Single by SuperHeavy

from the album SuperHeavy
- Released: 9 August 2011
- Genre: Indian pop, rock
- Length: 4:07
- Label: A&M
- Songwriter(s): A. R. Rahman Damian Marley Joss Stone
- Producer(s): A. R. Rahman Mick Jagger Dave Stewart Damian Marley

SuperHeavy singles chronology
| "Miracle Worker" (2011) | "Satyameva Jayathe" (2011) |  |

= Satyameva Jayathe (song) =

"Satyameva Jayathe" is a song by rock supergroup SuperHeavy from their eponymous debut album (2011). It is a Sanskrit-language song performed by A. R. Rahman and Mick Jagger, released on 9 August 2011 as the album's second single.

==Background==
"Satyameva Jayathe" is named after the national motto of India, which literally translates as "Truth Alone Triumphs". Rahman revealed that his long dream was "to take one of the morals of Indian culture which is 'Satyameva Jayathe' and make it as a song."

==Release==
"Satyameva Jayathe" was released as the second single from the album on 9 August 2011, a week before India's Independence Day on 15 August. The single is written and composed by Rahman, also features Jagger singing in Sanskrit.

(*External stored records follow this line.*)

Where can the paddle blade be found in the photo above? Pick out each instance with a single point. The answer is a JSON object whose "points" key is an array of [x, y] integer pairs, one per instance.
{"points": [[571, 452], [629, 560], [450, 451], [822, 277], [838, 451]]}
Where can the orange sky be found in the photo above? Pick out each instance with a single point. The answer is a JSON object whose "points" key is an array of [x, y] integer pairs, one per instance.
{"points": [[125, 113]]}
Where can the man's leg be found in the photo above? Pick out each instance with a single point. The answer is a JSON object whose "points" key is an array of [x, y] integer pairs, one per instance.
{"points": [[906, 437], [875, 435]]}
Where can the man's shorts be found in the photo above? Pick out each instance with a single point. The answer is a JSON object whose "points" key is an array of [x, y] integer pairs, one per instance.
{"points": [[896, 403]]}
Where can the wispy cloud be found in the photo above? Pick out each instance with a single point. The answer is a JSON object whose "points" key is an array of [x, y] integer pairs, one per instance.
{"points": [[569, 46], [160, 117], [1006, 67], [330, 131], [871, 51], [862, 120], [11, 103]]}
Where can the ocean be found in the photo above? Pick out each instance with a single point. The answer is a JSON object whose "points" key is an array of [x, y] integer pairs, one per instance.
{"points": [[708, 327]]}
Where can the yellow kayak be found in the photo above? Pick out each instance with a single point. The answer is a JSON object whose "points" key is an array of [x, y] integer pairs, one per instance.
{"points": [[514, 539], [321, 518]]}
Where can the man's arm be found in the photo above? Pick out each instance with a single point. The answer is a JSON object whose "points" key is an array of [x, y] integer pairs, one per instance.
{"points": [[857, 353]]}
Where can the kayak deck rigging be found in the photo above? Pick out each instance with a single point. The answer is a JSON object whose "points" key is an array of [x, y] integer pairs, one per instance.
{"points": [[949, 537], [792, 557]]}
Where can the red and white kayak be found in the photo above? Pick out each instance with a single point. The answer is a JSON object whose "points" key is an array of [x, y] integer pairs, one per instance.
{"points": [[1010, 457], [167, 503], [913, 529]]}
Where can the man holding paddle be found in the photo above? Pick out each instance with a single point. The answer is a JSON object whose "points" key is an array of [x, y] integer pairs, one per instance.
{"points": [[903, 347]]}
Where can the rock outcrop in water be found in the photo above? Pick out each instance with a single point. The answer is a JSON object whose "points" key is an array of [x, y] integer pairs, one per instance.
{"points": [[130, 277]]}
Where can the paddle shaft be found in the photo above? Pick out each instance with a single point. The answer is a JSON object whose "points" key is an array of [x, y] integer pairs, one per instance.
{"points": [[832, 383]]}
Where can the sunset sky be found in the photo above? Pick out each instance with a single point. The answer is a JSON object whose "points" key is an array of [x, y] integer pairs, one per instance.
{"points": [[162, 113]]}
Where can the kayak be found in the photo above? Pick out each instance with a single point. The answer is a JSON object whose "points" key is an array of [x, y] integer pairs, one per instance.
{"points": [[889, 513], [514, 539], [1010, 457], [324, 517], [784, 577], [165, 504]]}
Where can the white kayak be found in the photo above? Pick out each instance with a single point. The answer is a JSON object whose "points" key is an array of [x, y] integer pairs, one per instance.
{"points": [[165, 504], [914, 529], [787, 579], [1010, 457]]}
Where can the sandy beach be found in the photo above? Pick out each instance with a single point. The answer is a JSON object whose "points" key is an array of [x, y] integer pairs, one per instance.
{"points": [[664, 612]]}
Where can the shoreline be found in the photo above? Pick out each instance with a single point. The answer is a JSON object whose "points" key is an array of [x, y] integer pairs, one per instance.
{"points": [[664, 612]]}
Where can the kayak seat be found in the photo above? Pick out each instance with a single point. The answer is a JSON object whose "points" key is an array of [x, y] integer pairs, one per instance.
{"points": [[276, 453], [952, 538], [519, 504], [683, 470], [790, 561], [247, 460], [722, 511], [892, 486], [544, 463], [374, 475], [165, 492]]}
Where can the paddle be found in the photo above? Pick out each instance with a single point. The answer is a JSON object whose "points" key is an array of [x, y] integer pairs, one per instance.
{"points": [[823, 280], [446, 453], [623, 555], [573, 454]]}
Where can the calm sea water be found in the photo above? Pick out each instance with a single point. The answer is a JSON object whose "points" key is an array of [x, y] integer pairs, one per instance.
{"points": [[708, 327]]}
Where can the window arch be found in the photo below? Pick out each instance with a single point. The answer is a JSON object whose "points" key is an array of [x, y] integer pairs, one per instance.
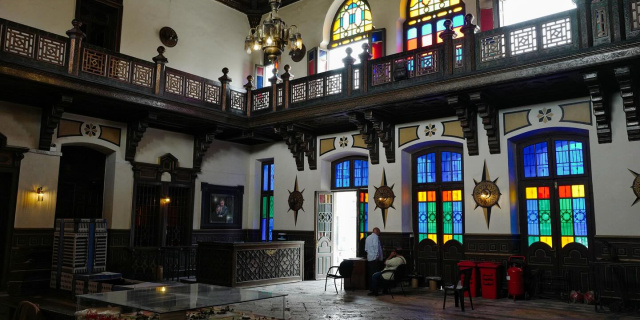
{"points": [[425, 21], [438, 190], [554, 183], [350, 173], [351, 23]]}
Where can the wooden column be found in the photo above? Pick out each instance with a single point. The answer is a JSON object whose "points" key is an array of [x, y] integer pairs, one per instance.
{"points": [[249, 87], [224, 90], [348, 64], [365, 56], [75, 46], [160, 61]]}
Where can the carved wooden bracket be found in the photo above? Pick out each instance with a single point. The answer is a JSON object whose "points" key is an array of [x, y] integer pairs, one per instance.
{"points": [[466, 113], [489, 114], [601, 107], [135, 132], [50, 119], [202, 142], [385, 131], [300, 143], [628, 91], [368, 135]]}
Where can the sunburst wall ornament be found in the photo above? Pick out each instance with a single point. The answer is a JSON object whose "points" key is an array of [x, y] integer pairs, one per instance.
{"points": [[296, 200], [636, 186], [486, 194], [384, 197]]}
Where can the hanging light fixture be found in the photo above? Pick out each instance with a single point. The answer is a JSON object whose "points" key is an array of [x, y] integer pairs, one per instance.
{"points": [[273, 35]]}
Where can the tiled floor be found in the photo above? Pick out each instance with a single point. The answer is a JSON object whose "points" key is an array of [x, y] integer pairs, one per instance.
{"points": [[308, 300]]}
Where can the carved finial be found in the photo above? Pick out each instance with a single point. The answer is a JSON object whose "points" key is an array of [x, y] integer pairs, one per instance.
{"points": [[160, 58], [225, 78]]}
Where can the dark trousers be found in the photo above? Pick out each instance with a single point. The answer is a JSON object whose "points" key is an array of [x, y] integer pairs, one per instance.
{"points": [[372, 267]]}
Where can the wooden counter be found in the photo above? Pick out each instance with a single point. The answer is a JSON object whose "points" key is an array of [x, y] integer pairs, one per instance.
{"points": [[241, 264]]}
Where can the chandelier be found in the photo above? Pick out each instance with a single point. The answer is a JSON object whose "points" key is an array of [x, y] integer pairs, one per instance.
{"points": [[272, 35]]}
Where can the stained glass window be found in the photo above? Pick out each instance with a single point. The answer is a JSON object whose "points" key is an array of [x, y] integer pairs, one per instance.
{"points": [[350, 173], [438, 185], [556, 215], [266, 208], [351, 23], [426, 21]]}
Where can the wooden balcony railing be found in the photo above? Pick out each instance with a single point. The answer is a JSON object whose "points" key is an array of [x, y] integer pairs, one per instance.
{"points": [[555, 36]]}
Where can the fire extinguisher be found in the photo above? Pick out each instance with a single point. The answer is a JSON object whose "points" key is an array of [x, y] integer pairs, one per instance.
{"points": [[515, 276]]}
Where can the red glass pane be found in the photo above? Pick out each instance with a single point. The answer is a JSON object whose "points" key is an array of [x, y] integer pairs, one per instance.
{"points": [[543, 193]]}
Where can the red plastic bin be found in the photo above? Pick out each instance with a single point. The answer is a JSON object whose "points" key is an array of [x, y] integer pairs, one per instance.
{"points": [[490, 279], [473, 284]]}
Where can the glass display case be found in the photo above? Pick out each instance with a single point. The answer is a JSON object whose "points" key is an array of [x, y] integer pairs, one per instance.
{"points": [[188, 301]]}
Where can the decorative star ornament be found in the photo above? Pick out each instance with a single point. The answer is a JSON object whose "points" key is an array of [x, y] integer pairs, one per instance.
{"points": [[636, 186], [383, 198], [486, 194], [295, 201]]}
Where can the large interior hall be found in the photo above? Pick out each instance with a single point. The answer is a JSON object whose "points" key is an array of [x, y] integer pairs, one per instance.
{"points": [[315, 159]]}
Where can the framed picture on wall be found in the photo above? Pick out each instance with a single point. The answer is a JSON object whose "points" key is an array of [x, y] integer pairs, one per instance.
{"points": [[221, 207]]}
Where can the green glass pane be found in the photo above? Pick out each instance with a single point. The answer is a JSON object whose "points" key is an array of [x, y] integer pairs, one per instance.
{"points": [[264, 207], [271, 207], [533, 240]]}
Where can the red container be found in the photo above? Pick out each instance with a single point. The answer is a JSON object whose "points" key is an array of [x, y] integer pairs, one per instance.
{"points": [[473, 284], [490, 279], [515, 276]]}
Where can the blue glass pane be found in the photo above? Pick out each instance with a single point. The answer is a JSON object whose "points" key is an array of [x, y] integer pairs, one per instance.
{"points": [[458, 20], [273, 167], [412, 33], [569, 158], [427, 29], [265, 177]]}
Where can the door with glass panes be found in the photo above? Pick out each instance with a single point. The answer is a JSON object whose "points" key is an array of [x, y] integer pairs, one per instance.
{"points": [[438, 210]]}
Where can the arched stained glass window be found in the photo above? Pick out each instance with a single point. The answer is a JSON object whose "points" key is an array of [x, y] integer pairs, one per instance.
{"points": [[351, 23], [555, 185], [425, 21]]}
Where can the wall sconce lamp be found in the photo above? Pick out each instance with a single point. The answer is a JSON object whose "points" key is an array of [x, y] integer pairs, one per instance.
{"points": [[40, 194]]}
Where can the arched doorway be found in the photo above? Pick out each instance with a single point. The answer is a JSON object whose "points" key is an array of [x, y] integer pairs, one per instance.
{"points": [[80, 183]]}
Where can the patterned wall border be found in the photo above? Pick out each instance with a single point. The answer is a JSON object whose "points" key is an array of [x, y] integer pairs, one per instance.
{"points": [[515, 115]]}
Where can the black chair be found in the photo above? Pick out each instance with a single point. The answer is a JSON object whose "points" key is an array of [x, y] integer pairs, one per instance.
{"points": [[398, 276], [459, 289], [343, 271]]}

The song premiered exclusively on Radio Mirchi 98.3 FM on 9 August across twenty-two Indian cities, and Tata DoCoMo simultaneously promoted the song and the album on mass media.

Hindu statesman Rajan Zed welcomed and appreciated Jagger and his group for experimenting in Sanskrit, also urging other popular singers and groups to record in Sanskrit.

==Music video==
VH1 India asked Indians to shoot and send in videos of their interpretations of the word truth (or satya). The best videos were selected and strung together to create a video for the song. According to VH1 India, they received in all 500 entries and selected a video where a soldier drops his gun and picks up a guitar, and another featured a tale told through the eyes of a child. SuperHeavy was reportedly involved in selecting the videos which made make the cut.